Kalamazoo Amp Field Guide:

Converting a Simple Tone Control to a Fender Deluxe Style Tone Control


Tube amplifiers contain potentially lethal, high voltages even after they are unplugged, that may cause personal injury or death. Do not attempt to repair, modify, or work on any amplifier unless you are absolutely certain you know what you are doing.


These mods are all things I have tried, someone I know has tried, or are recommended by people who work on amplifiers for a living. Nevertheless, if you try any of these, you assume all responsibility for anything that happens, whether the amp explodes, you get zapped, or the amp suddenly increases in value because everyone falls in love with it. The glory, the pain, whatever, they're all yours. If you can't live with that, don't mess with the amp!
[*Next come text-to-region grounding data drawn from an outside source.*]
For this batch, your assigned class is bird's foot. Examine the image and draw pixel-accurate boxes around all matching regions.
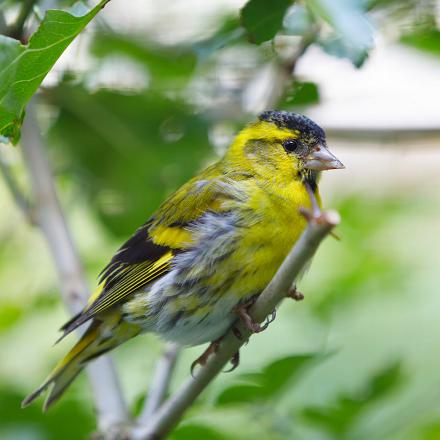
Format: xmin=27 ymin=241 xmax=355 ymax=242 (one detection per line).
xmin=234 ymin=299 xmax=276 ymax=334
xmin=287 ymin=285 xmax=304 ymax=301
xmin=224 ymin=351 xmax=240 ymax=373
xmin=191 ymin=338 xmax=221 ymax=377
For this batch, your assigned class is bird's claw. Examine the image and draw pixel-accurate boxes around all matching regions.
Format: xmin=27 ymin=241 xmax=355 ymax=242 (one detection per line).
xmin=235 ymin=300 xmax=276 ymax=334
xmin=232 ymin=326 xmax=243 ymax=340
xmin=190 ymin=339 xmax=221 ymax=377
xmin=224 ymin=351 xmax=240 ymax=373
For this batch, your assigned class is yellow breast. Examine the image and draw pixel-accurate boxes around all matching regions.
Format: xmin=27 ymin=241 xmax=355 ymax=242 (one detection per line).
xmin=224 ymin=178 xmax=317 ymax=297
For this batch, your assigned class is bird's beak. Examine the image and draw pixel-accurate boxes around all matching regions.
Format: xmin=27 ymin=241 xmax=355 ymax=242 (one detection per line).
xmin=304 ymin=145 xmax=345 ymax=171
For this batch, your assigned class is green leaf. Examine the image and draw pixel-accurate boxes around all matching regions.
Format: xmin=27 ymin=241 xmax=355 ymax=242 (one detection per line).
xmin=419 ymin=422 xmax=440 ymax=440
xmin=0 ymin=0 xmax=110 ymax=143
xmin=171 ymin=424 xmax=227 ymax=440
xmin=318 ymin=34 xmax=369 ymax=67
xmin=0 ymin=304 xmax=22 ymax=332
xmin=307 ymin=0 xmax=373 ymax=53
xmin=281 ymin=80 xmax=320 ymax=107
xmin=241 ymin=0 xmax=292 ymax=44
xmin=216 ymin=354 xmax=317 ymax=405
xmin=283 ymin=5 xmax=315 ymax=36
xmin=301 ymin=362 xmax=404 ymax=436
xmin=0 ymin=386 xmax=95 ymax=440
xmin=401 ymin=28 xmax=440 ymax=57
The Kalamazoo Model One and Model Two are typical of amps with the simplest possible tone circuit. This utilizes one capacitor and one pot, and simply shunts high frequencies to ground, rolling off the treble response. While effective, it's also simplistic, doesn't offer a lot of choices, and doesn't compensate for the highs lost when the amp's volume control is turned down low. You can get a lot of mileage out of a simple tone control, but more control is always better, right?

Maybe. 8^)

You can't get too fancy with tone controls on an amp like this without drilling a hole for another pot, giving up some other function's pot (on the Model Two, you could sacrifice the tremolo control to get another pot, and convert to bass and treble controls), or going to concentric pots (two knobs on one shaft, like some stereos use).

The Essentials

[click for schematic] A simpler solution, which some people will like, is to switch to the style of tone control used on a Tweed Deluxe and some other, older Fender amps. This still uses just one pot, but uses two caps. The second cap allows some highs to bypass the volume control. This results in a tone control whose use is less straight-forward, but which provides more overall tone control.

In the modified schematic, C2-1 is capacitor C2 of the original circuit, and C2-2 is the additional capacitor.
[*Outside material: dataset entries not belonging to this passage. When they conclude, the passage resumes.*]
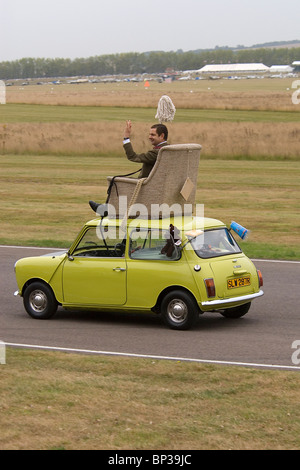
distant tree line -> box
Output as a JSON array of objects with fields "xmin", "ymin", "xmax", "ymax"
[{"xmin": 1, "ymin": 47, "xmax": 300, "ymax": 80}]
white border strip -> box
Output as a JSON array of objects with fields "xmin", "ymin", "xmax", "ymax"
[{"xmin": 5, "ymin": 342, "xmax": 300, "ymax": 371}]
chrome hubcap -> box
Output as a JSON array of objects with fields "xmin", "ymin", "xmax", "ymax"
[
  {"xmin": 167, "ymin": 299, "xmax": 188, "ymax": 323},
  {"xmin": 29, "ymin": 290, "xmax": 47, "ymax": 312}
]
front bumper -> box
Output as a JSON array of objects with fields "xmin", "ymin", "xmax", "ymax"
[{"xmin": 201, "ymin": 289, "xmax": 264, "ymax": 308}]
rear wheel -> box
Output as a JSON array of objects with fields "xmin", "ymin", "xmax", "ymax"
[
  {"xmin": 23, "ymin": 282, "xmax": 58, "ymax": 319},
  {"xmin": 220, "ymin": 302, "xmax": 251, "ymax": 319},
  {"xmin": 161, "ymin": 290, "xmax": 199, "ymax": 330}
]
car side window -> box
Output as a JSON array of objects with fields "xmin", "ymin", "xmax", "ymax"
[
  {"xmin": 73, "ymin": 226, "xmax": 126, "ymax": 258},
  {"xmin": 129, "ymin": 228, "xmax": 180, "ymax": 260}
]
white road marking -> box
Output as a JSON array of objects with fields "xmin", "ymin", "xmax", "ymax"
[
  {"xmin": 5, "ymin": 342, "xmax": 300, "ymax": 371},
  {"xmin": 252, "ymin": 259, "xmax": 300, "ymax": 264}
]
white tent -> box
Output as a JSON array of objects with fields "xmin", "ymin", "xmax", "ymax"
[
  {"xmin": 269, "ymin": 65, "xmax": 294, "ymax": 73},
  {"xmin": 198, "ymin": 63, "xmax": 269, "ymax": 73}
]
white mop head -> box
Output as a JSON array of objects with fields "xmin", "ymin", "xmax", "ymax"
[{"xmin": 155, "ymin": 95, "xmax": 176, "ymax": 123}]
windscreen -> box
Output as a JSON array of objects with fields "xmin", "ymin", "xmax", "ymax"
[{"xmin": 191, "ymin": 228, "xmax": 241, "ymax": 259}]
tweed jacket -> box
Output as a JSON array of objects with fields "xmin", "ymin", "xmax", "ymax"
[{"xmin": 123, "ymin": 141, "xmax": 169, "ymax": 178}]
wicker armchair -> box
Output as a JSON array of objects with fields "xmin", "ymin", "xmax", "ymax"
[{"xmin": 106, "ymin": 143, "xmax": 202, "ymax": 219}]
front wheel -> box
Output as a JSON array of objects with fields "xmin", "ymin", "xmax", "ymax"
[
  {"xmin": 23, "ymin": 282, "xmax": 58, "ymax": 319},
  {"xmin": 161, "ymin": 290, "xmax": 199, "ymax": 330},
  {"xmin": 220, "ymin": 302, "xmax": 251, "ymax": 319}
]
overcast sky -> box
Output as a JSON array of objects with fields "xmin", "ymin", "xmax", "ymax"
[{"xmin": 1, "ymin": 0, "xmax": 299, "ymax": 61}]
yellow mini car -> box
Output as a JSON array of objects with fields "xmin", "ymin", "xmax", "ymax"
[{"xmin": 14, "ymin": 216, "xmax": 263, "ymax": 330}]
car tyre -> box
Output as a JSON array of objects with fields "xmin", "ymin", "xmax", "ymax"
[
  {"xmin": 23, "ymin": 282, "xmax": 58, "ymax": 319},
  {"xmin": 161, "ymin": 290, "xmax": 199, "ymax": 330},
  {"xmin": 220, "ymin": 302, "xmax": 251, "ymax": 319}
]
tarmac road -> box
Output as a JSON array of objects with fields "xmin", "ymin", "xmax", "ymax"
[{"xmin": 1, "ymin": 246, "xmax": 300, "ymax": 370}]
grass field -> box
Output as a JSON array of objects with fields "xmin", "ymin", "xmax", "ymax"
[
  {"xmin": 2, "ymin": 77, "xmax": 298, "ymax": 254},
  {"xmin": 1, "ymin": 78, "xmax": 300, "ymax": 450},
  {"xmin": 2, "ymin": 120, "xmax": 300, "ymax": 160},
  {"xmin": 6, "ymin": 78, "xmax": 299, "ymax": 110},
  {"xmin": 1, "ymin": 348, "xmax": 300, "ymax": 450},
  {"xmin": 2, "ymin": 78, "xmax": 300, "ymax": 160},
  {"xmin": 1, "ymin": 154, "xmax": 299, "ymax": 259},
  {"xmin": 2, "ymin": 103, "xmax": 300, "ymax": 123}
]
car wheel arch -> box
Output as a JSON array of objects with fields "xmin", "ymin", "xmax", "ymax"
[
  {"xmin": 153, "ymin": 285, "xmax": 201, "ymax": 314},
  {"xmin": 22, "ymin": 278, "xmax": 59, "ymax": 303}
]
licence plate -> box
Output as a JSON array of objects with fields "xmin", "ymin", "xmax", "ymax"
[{"xmin": 228, "ymin": 277, "xmax": 251, "ymax": 289}]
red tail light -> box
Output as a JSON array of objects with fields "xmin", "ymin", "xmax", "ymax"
[
  {"xmin": 204, "ymin": 278, "xmax": 216, "ymax": 298},
  {"xmin": 257, "ymin": 270, "xmax": 263, "ymax": 287}
]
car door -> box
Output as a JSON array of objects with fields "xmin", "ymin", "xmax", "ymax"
[
  {"xmin": 62, "ymin": 225, "xmax": 127, "ymax": 306},
  {"xmin": 126, "ymin": 227, "xmax": 185, "ymax": 308}
]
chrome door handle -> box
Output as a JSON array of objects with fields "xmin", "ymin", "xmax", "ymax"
[{"xmin": 113, "ymin": 267, "xmax": 126, "ymax": 272}]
With the modified tone control, you should hear more high end at lower volumes. The following problems will indicate that you need a smaller bypass cap (C2-2):

This is not a replacement for a bass/treble pair (James, Baxandall or Deluxe reverb circuits), or for a full Fender/Marshall/VOX bass, mid and treble setup. It simply provides more flexibility at the cost of a couple of wiring changes and one extra capacitor, with no hole-drilling or other major modifications.

If you are thinking of adding a basic tone control to an amp with no tone controls, you should probably try that circuit and the modified circuit here, and see which one you like best.

Wiring Details

[original wiring diagram] The original Kalamazoo wiring is shown first. Kalamazoos used brown wire for grounds when filaments were grounded, and brown wire is used here. The brown wire on the right goes to the input jacks (grounded). The brown wire on the left goes to a pin on the 6X4 socket (Model One) or to the tremolo switch (Model Two).

The Kalamazoos use green and blue wires as shown for these particular circuits. This follows the standard wiring color code, where blue is used for plates and green is used for control grids.

[original wiring diagram] The modified circuit leaves things where they are as much as possible. The brown wire between the pots now goes to a grounded lug where it connects to the new capacitor. The blue lead was moved to the other side of the tone pot. Without this change, the pot would work backwards to the normal scheme; full treble would be counter-clockwise. The new wire is purple in the diagram; proper color coding would suggest blue wire for this, since it's closer to the plate than to the next stage's grid.

On the Model One, the grounded lug used for the new capacitor tie point is right next to the ungrounded lug the other cap uses. On the Model Two, you can use the grounded lug with two resistors in the tremolo oscillator circuit. Just make sure with the Model Two that you also ground the now free brown wire from the tremolo switch, or you will get some nasty noises in your amp, even with the volume all the way down.

On other amps, use any convenient, grounded tie point, and make sure you don't break any ground chains or cause any ground loops. I was tempted to convert the Kalamazoo to a star ground scheme, but it's already so quiet, it's just not worth the effort.

NOTE! On the Model One, if you disconnect the brown wire from the common ground pin on the rectifier socket to the tone control, that pin on the rectifier socket will no longer be grounded, and the amp will just hum horribly rather than do anything guitarish. Make sure you run a wire from this pin to some other ground point! (Thanks very much to Tony McMahon for bringing to my attention that I'd left this off the site!)